INGLEWOOD, Calif. (AP) — A development group that includes a company controlled by the owner of the St. Louis Rams announced plans Monday to build an 80,000-seat stadium in the Los Angeles suburbs that could become home for an NFL team.

The proposal that could see a stadium rise on the site of a former horse track again raised the hopes of fans that Los Angeles could end its two-decade drought without a football team. It becomes the latest of numerous NFL stadium plans in the Los Angeles area since the 1994 exit of the Rams and Raiders from Southern California.

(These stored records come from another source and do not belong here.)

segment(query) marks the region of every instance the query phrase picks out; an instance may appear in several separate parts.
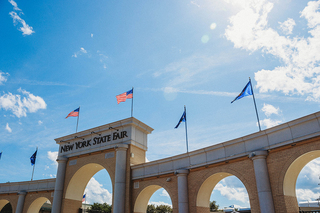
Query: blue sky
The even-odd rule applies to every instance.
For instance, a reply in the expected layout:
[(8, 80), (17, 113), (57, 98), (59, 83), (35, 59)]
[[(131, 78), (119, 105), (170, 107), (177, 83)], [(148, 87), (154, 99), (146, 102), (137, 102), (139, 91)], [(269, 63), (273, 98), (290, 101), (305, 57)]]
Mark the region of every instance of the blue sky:
[[(230, 103), (249, 77), (262, 129), (317, 112), (319, 5), (1, 1), (0, 182), (29, 180), (37, 146), (34, 178), (54, 177), (53, 139), (75, 132), (76, 119), (66, 115), (81, 106), (80, 131), (127, 118), (130, 102), (118, 105), (115, 96), (131, 87), (134, 117), (155, 129), (150, 161), (186, 151), (184, 129), (173, 129), (184, 105), (191, 151), (258, 131), (252, 98)], [(106, 197), (112, 189), (101, 176), (92, 185)], [(301, 199), (314, 200), (320, 190), (307, 182), (298, 181)], [(228, 197), (227, 186), (243, 191), (236, 180), (222, 181), (214, 191), (220, 206), (248, 205), (241, 195)], [(168, 202), (161, 190), (152, 199)]]

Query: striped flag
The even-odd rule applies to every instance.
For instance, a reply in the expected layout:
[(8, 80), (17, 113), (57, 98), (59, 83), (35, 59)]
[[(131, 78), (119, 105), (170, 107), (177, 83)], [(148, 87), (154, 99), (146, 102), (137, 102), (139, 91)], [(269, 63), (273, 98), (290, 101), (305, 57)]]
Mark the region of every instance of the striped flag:
[(133, 97), (133, 89), (116, 96), (118, 104), (120, 102), (125, 102), (127, 99), (131, 99), (132, 97)]
[(83, 203), (84, 201), (86, 201), (86, 194), (84, 194), (83, 197), (82, 197), (82, 203)]
[(70, 112), (66, 118), (78, 117), (79, 116), (79, 111), (80, 111), (80, 107), (78, 109), (75, 109), (72, 112)]

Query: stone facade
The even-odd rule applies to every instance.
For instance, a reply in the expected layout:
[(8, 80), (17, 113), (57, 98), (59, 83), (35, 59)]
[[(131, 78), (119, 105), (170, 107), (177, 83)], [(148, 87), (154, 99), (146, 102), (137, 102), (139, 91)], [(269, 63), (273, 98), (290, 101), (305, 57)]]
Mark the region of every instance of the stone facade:
[[(301, 169), (320, 157), (320, 113), (186, 154), (145, 162), (152, 128), (135, 118), (56, 139), (57, 179), (0, 184), (0, 209), (37, 212), (49, 200), (53, 213), (78, 213), (91, 177), (105, 169), (114, 213), (144, 213), (164, 188), (174, 213), (209, 213), (215, 185), (236, 176), (254, 213), (298, 212), (295, 183)], [(54, 195), (54, 197), (53, 197)]]

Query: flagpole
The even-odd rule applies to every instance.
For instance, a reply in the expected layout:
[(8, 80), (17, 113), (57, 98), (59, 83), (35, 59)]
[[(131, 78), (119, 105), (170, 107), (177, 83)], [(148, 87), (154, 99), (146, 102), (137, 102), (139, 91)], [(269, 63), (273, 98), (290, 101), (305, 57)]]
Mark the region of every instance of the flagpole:
[(131, 101), (131, 117), (133, 116), (133, 87), (132, 87), (132, 101)]
[(78, 132), (79, 117), (80, 117), (80, 106), (79, 106), (79, 114), (78, 114), (78, 119), (77, 119), (76, 133)]
[[(38, 147), (37, 147), (37, 150), (38, 151)], [(37, 152), (38, 154), (38, 152)], [(36, 158), (37, 159), (37, 158)], [(34, 167), (36, 166), (36, 161), (34, 161), (34, 164), (33, 164), (33, 169), (32, 169), (32, 176), (31, 176), (31, 181), (33, 180), (33, 173), (34, 173)]]
[(254, 98), (254, 93), (253, 93), (253, 88), (252, 88), (252, 83), (251, 83), (251, 78), (250, 77), (249, 77), (249, 81), (250, 81), (250, 86), (251, 86), (251, 91), (252, 91), (252, 98), (253, 98), (254, 107), (256, 109), (256, 115), (257, 115), (257, 120), (258, 120), (258, 125), (259, 125), (259, 131), (261, 131), (259, 115), (258, 115), (258, 110), (257, 110), (257, 105), (256, 105), (256, 99)]
[(184, 105), (184, 113), (185, 113), (185, 128), (186, 128), (186, 144), (187, 144), (187, 153), (189, 152), (189, 148), (188, 148), (188, 130), (187, 130), (187, 110), (186, 110), (186, 105)]

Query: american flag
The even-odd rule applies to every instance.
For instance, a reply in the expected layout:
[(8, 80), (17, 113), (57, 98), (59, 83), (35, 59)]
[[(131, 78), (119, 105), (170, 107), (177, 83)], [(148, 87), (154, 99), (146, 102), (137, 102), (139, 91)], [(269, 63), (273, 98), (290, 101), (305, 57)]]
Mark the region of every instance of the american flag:
[(68, 117), (78, 117), (79, 116), (79, 111), (80, 111), (80, 107), (78, 109), (75, 109), (72, 112), (70, 112), (66, 118), (68, 118)]
[(83, 195), (82, 197), (82, 203), (86, 200), (86, 194)]
[(133, 97), (133, 89), (116, 96), (118, 104), (120, 102), (125, 102), (127, 99), (130, 99), (132, 97)]

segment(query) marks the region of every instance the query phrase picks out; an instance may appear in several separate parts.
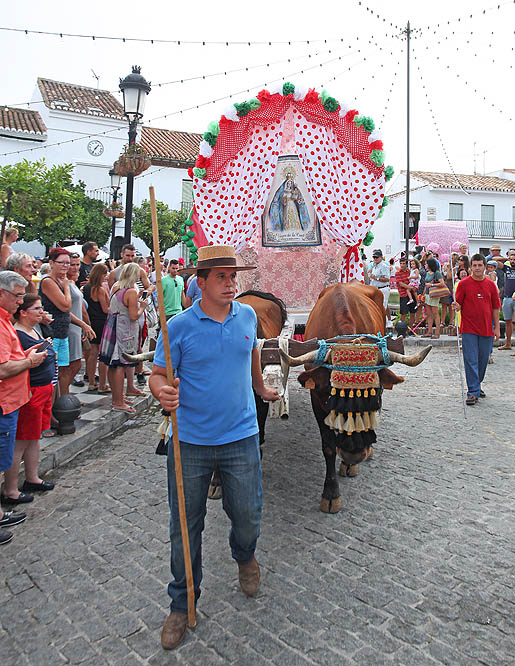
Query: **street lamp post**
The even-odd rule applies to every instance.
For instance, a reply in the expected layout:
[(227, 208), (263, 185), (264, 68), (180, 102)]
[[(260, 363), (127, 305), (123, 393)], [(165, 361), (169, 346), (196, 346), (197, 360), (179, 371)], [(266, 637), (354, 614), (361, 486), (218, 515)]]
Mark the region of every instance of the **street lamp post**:
[[(145, 102), (150, 92), (150, 83), (140, 72), (141, 67), (133, 65), (132, 72), (123, 80), (120, 79), (120, 90), (123, 93), (123, 113), (129, 121), (129, 146), (136, 143), (138, 122), (143, 118)], [(125, 199), (125, 243), (130, 243), (132, 238), (133, 191), (134, 174), (130, 173), (127, 176), (127, 196)]]
[[(116, 203), (118, 201), (118, 190), (120, 189), (120, 183), (122, 180), (122, 177), (119, 176), (114, 169), (111, 169), (109, 171), (109, 175), (111, 176), (111, 188), (113, 190), (113, 203)], [(114, 237), (116, 234), (116, 217), (111, 218), (111, 247), (109, 251), (109, 255), (111, 259), (115, 259), (115, 242), (114, 242)]]

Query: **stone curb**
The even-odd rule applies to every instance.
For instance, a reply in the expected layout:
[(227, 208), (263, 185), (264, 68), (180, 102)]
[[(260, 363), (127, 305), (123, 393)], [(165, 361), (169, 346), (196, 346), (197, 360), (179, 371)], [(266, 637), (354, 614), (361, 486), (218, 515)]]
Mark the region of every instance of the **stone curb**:
[[(78, 428), (73, 434), (56, 435), (56, 437), (48, 439), (42, 438), (39, 456), (40, 474), (45, 474), (52, 469), (70, 462), (79, 453), (86, 451), (86, 449), (89, 449), (90, 446), (103, 437), (107, 437), (121, 428), (128, 420), (135, 418), (138, 414), (145, 411), (153, 402), (154, 397), (151, 393), (138, 398), (132, 404), (136, 410), (136, 414), (133, 415), (112, 411), (109, 404), (98, 408), (98, 411), (101, 412), (99, 417), (86, 426)], [(23, 473), (23, 465), (21, 473)]]

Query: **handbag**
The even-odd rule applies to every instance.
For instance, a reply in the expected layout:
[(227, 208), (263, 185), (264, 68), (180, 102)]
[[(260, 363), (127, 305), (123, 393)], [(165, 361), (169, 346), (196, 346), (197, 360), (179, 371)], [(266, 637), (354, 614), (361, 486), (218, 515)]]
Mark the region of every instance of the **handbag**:
[(147, 317), (147, 326), (149, 328), (154, 328), (157, 326), (157, 312), (152, 299), (149, 301), (146, 307), (145, 315)]
[(436, 287), (429, 287), (429, 296), (430, 298), (443, 298), (444, 296), (450, 296), (451, 292), (447, 287), (442, 287), (438, 285)]
[(116, 320), (118, 313), (109, 313), (107, 315), (104, 330), (102, 331), (102, 338), (100, 340), (100, 353), (98, 355), (99, 361), (110, 365), (113, 357), (114, 348), (116, 345)]

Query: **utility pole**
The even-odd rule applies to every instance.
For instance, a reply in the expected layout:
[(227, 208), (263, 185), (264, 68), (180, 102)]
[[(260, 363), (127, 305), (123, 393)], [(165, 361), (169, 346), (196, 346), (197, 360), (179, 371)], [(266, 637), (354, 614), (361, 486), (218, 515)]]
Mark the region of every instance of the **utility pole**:
[(406, 211), (404, 214), (404, 239), (405, 239), (405, 248), (406, 259), (409, 259), (409, 215), (410, 215), (410, 36), (411, 28), (409, 21), (406, 25), (405, 30), (406, 35)]

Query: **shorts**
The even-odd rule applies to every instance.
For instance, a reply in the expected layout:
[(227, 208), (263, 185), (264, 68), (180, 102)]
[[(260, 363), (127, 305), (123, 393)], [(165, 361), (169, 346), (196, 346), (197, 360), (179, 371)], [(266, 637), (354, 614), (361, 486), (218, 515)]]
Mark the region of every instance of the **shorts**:
[(504, 297), (502, 302), (502, 313), (504, 321), (510, 321), (510, 319), (515, 318), (515, 301), (511, 296), (509, 298), (507, 296)]
[(417, 304), (415, 301), (408, 303), (410, 300), (409, 296), (401, 296), (399, 298), (399, 312), (401, 315), (408, 314), (408, 312), (416, 312)]
[(388, 299), (390, 298), (390, 287), (383, 287), (382, 289), (379, 289), (379, 291), (383, 294), (383, 307), (386, 310), (388, 307)]
[(50, 428), (53, 390), (52, 384), (30, 387), (31, 398), (20, 407), (16, 439), (39, 439)]
[(70, 345), (68, 338), (52, 338), (52, 346), (57, 358), (57, 365), (60, 368), (70, 365)]
[(0, 407), (0, 472), (11, 469), (13, 464), (16, 423), (19, 411), (19, 409), (15, 409), (10, 414), (4, 414)]

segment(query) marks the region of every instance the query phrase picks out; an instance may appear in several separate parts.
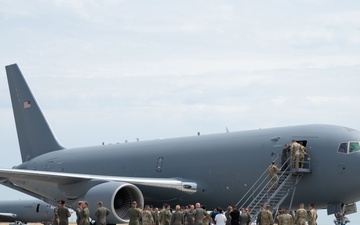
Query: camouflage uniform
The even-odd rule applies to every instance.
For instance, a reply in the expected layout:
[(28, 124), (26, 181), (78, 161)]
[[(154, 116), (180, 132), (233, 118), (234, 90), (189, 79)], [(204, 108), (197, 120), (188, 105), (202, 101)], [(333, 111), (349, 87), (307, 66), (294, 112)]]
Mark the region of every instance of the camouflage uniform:
[(278, 225), (294, 225), (294, 219), (289, 213), (281, 214)]
[(299, 167), (299, 164), (296, 165), (296, 161), (297, 160), (300, 160), (299, 157), (300, 157), (300, 147), (301, 145), (297, 142), (293, 142), (291, 144), (291, 147), (290, 147), (290, 151), (291, 151), (291, 168), (298, 168)]
[(300, 155), (299, 155), (299, 163), (300, 168), (304, 168), (304, 158), (306, 154), (306, 148), (303, 145), (300, 145)]
[(185, 224), (193, 225), (194, 224), (194, 210), (188, 209), (184, 213)]
[(272, 187), (272, 190), (275, 190), (278, 186), (279, 177), (276, 174), (278, 172), (280, 172), (280, 170), (276, 167), (275, 164), (272, 164), (269, 168), (270, 187)]
[(104, 206), (100, 206), (95, 211), (97, 218), (96, 225), (106, 225), (106, 217), (110, 214), (110, 210)]
[(308, 218), (309, 225), (316, 225), (317, 212), (315, 209), (311, 209)]
[(85, 207), (81, 211), (81, 222), (80, 225), (90, 225), (90, 210), (88, 207)]
[(136, 207), (131, 207), (128, 211), (129, 225), (139, 225), (140, 214), (141, 214), (140, 209)]
[(143, 225), (153, 225), (154, 224), (153, 216), (151, 215), (151, 212), (147, 209), (142, 211), (141, 218), (142, 218)]
[(270, 210), (264, 210), (261, 212), (261, 225), (273, 225), (274, 219)]
[(58, 209), (59, 209), (59, 207), (54, 208), (54, 223), (53, 223), (54, 225), (59, 225), (59, 223), (60, 223)]
[(165, 209), (162, 214), (162, 223), (161, 225), (170, 225), (171, 212), (170, 210)]
[(68, 208), (64, 205), (58, 208), (57, 214), (59, 216), (59, 225), (68, 225), (69, 224), (69, 217), (71, 213)]
[(81, 208), (77, 207), (75, 212), (76, 212), (76, 224), (80, 225), (80, 222), (81, 222)]
[(207, 216), (207, 213), (202, 208), (196, 208), (194, 210), (194, 225), (202, 225), (203, 218)]
[(298, 209), (295, 214), (295, 224), (305, 225), (307, 220), (307, 211), (305, 209)]
[(170, 224), (171, 225), (183, 225), (184, 224), (184, 216), (180, 210), (176, 210), (171, 215)]

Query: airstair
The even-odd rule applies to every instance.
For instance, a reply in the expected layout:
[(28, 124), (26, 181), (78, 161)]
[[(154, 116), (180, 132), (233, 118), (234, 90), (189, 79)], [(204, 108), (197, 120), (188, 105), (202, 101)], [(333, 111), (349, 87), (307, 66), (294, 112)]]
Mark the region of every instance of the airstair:
[[(287, 164), (289, 164), (289, 166), (286, 167)], [(249, 209), (251, 222), (256, 221), (260, 211), (260, 204), (263, 204), (264, 207), (266, 205), (271, 205), (272, 214), (275, 215), (280, 205), (285, 201), (285, 199), (287, 199), (289, 195), (291, 195), (289, 206), (289, 209), (291, 209), (296, 191), (296, 185), (299, 183), (304, 174), (311, 172), (310, 161), (305, 161), (304, 164), (306, 168), (291, 168), (291, 159), (288, 158), (288, 160), (281, 167), (284, 170), (277, 174), (279, 177), (278, 183), (274, 183), (272, 185), (268, 175), (269, 168), (266, 168), (264, 173), (259, 177), (259, 179), (254, 183), (249, 191), (239, 200), (236, 206), (240, 206), (238, 209)], [(278, 186), (277, 188), (276, 185)]]

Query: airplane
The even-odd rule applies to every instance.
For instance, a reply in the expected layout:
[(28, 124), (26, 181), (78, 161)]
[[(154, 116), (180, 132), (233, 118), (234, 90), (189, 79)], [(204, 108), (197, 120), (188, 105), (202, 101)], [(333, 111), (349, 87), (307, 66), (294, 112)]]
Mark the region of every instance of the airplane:
[(109, 224), (127, 222), (132, 201), (239, 204), (292, 140), (306, 146), (307, 168), (291, 171), (301, 180), (282, 206), (314, 203), (334, 214), (360, 200), (355, 129), (309, 124), (70, 149), (55, 138), (18, 65), (6, 73), (22, 163), (0, 169), (1, 184), (50, 204), (64, 199), (74, 209), (87, 200), (94, 217), (101, 200), (111, 211)]
[(0, 222), (51, 224), (54, 220), (54, 208), (38, 199), (1, 200)]

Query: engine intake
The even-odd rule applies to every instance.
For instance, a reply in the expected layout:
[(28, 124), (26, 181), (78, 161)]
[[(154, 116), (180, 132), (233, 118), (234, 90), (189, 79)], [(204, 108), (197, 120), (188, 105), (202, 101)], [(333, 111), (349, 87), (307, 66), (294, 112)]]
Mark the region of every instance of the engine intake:
[(111, 213), (107, 217), (108, 224), (129, 222), (128, 210), (131, 203), (136, 201), (144, 204), (144, 197), (140, 189), (133, 184), (123, 182), (106, 182), (92, 187), (85, 195), (89, 202), (91, 218), (96, 219), (97, 203), (102, 201)]

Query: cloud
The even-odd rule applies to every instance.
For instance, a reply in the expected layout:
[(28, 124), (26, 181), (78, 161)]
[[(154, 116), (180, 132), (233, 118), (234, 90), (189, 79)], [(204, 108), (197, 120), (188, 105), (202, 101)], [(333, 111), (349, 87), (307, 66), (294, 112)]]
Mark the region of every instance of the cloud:
[(288, 100), (285, 96), (277, 96), (274, 99), (271, 99), (270, 102), (272, 102), (274, 105), (282, 105)]

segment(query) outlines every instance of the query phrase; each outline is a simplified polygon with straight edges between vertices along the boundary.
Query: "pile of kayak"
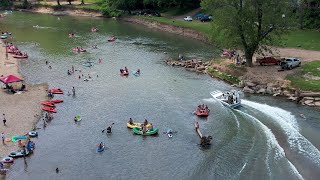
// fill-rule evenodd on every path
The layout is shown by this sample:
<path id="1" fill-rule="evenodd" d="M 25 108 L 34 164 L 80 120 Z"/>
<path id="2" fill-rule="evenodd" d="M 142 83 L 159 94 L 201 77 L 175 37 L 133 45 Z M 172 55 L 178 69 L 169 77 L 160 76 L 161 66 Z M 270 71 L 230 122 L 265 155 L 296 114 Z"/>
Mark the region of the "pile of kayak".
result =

The proposal stands out, however, because of the involvement of St. Louis Rams owner Stan Kroenke, whose company has entered a joint venture with Stockbridge Capital Group, which had been developing a 238-acre tract in Inglewood, on the edge of Los Angeles. Kroenke’s company owns an adjacent 60 acres, which would be added to the project, much of it for stadium parking.

“This is a perfect location for a venue like this,” said Christopher Meany, a senior executive with the developer Hollywood Park Land Co., alluding to its proximity to major freeways, Los Angeles International Airport and The Forum, the former home of the NBA’s Los Angeles Lakers. “I don’t know of a place that compares to this.”

Meany was cautious not to depict the stadium as a likely NFL venue, emphasizing that any decision on moving a team is “entirely in the hands of the NFL.” He repeatedly referred to the stadium as “multipurpose,” also capable of hosting soccer games.

The proposal was first reported Monday by the Los Angeles Times (http://lat.ms/1BA13Ye ).

The stadium, along with a 6,000-seat performance venue, would augment a massive retail, office and residential project being steered by Stockbridge.

The shell of the old racetrack would need to be leveled, and stadium construction would begin before late this year. However, its development would hinge on approval by local voters.

The plan adds pressure on the city of St. Louis to either strike a deal for a new stadium for the Rams, or watch the team return to Southern California, where it played from 1946 to 1994. The team is unhappy in the Edward Jones Dome, which is outdated by current NFL standards. St. Louis is expected to offer the team a new proposal by the end of the month.

The San Diego Chargers and Oakland Raiders are also playing in old stadiums and are considered potential Los Angeles transplants.

The earliest any team could move would be 2016.